Ransomware : Your Crippling Information Technology Nightmare
Ransomware has become a modern cyber pandemic that presents an enterprise-level danger for businesses of all sizes poorly prepared for an assault. Different iterations of crypto-ransomware such as CryptoLocker, WannaCry, Bad Rabbit, SamSam and MongoLock cryptoworms have been around for a long time and still cause havoc. More recent variants of ransomware like Ryuk, Maze, Sodinokibi, Netwalker, Lockbit and Nephilim, along with daily as yet unnamed newcomers, not only encrypt on-line information but also infect most configured system backups. Files synchronized to off-site disaster recovery sites can also be corrupted. In a poorly designed data protection solution, this can make any restore operations useless and basically knocks the entire system back to zero.
Retrieving applications and data following a ransomware event becomes a sprint against the clock as the victim struggles to contain and remove the ransomware and to resume enterprise-critical activity. Since ransomware needs time to spread, attacks are frequently sprung on weekends and holidays, when attacks may take longer to uncover.

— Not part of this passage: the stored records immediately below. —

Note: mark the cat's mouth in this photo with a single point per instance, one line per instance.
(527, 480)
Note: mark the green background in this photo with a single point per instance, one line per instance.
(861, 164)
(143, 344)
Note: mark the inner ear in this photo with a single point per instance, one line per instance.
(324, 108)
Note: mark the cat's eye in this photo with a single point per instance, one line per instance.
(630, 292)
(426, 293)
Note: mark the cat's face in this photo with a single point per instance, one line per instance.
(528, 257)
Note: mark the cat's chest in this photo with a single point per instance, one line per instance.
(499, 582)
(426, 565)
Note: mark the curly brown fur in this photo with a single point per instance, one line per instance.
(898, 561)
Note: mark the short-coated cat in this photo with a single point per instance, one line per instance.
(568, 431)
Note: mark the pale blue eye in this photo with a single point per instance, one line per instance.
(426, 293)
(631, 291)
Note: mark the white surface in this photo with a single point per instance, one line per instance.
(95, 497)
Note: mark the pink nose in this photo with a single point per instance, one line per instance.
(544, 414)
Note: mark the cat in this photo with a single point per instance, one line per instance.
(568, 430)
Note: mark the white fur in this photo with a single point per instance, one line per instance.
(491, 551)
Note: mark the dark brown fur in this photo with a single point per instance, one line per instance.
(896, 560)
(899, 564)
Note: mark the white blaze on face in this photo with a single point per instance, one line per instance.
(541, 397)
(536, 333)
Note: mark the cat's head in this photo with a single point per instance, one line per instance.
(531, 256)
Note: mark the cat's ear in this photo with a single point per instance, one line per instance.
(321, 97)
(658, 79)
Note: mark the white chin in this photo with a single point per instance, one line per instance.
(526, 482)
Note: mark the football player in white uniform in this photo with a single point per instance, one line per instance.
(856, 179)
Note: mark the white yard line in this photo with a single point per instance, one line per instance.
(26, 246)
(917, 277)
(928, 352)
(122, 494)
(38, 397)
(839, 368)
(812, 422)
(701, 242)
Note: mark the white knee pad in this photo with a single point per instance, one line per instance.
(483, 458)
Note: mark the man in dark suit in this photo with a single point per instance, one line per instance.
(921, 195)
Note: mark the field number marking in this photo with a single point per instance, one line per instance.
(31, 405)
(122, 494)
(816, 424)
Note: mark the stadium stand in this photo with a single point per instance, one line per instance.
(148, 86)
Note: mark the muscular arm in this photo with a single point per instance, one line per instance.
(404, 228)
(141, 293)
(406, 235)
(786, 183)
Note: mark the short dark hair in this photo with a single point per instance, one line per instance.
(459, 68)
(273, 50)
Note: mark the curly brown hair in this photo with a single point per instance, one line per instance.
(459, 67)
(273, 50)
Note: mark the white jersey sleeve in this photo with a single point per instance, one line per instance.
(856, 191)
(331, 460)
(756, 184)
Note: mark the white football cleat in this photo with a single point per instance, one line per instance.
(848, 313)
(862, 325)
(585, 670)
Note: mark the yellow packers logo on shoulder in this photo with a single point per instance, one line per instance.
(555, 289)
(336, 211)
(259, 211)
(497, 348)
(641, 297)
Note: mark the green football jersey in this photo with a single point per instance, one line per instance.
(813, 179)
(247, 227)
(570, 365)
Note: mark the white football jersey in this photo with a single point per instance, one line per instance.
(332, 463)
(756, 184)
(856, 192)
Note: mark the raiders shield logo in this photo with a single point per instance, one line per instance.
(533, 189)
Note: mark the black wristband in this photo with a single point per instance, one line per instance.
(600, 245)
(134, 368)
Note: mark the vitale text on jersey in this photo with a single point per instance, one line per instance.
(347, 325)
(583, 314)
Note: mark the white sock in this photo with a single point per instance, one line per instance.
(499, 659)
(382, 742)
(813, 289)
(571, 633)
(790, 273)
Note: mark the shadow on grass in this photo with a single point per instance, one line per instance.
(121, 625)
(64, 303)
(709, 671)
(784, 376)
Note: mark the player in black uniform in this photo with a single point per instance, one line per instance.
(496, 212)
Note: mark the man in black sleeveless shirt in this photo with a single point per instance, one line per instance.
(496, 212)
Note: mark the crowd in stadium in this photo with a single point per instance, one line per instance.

This multiplies the difficulty of promptly assembling and coordinating a knowledgeable response team.
Progent makes available an assortment of support services for protecting Dayton businesses from ransomware attacks. Among these are user education to become familiar with and avoid phishing exploits, ProSight Active Security Monitoring (ASM) for remote monitoring and management, along with setup and configuration of the latest generation security gateways with machine learning capabilities to quickly detect and suppress zero-day cyber threats. Progent also offers the services of veteran ransomware recovery engineers with the skills and commitment to reconstruct a compromised environment as rapidly as possible.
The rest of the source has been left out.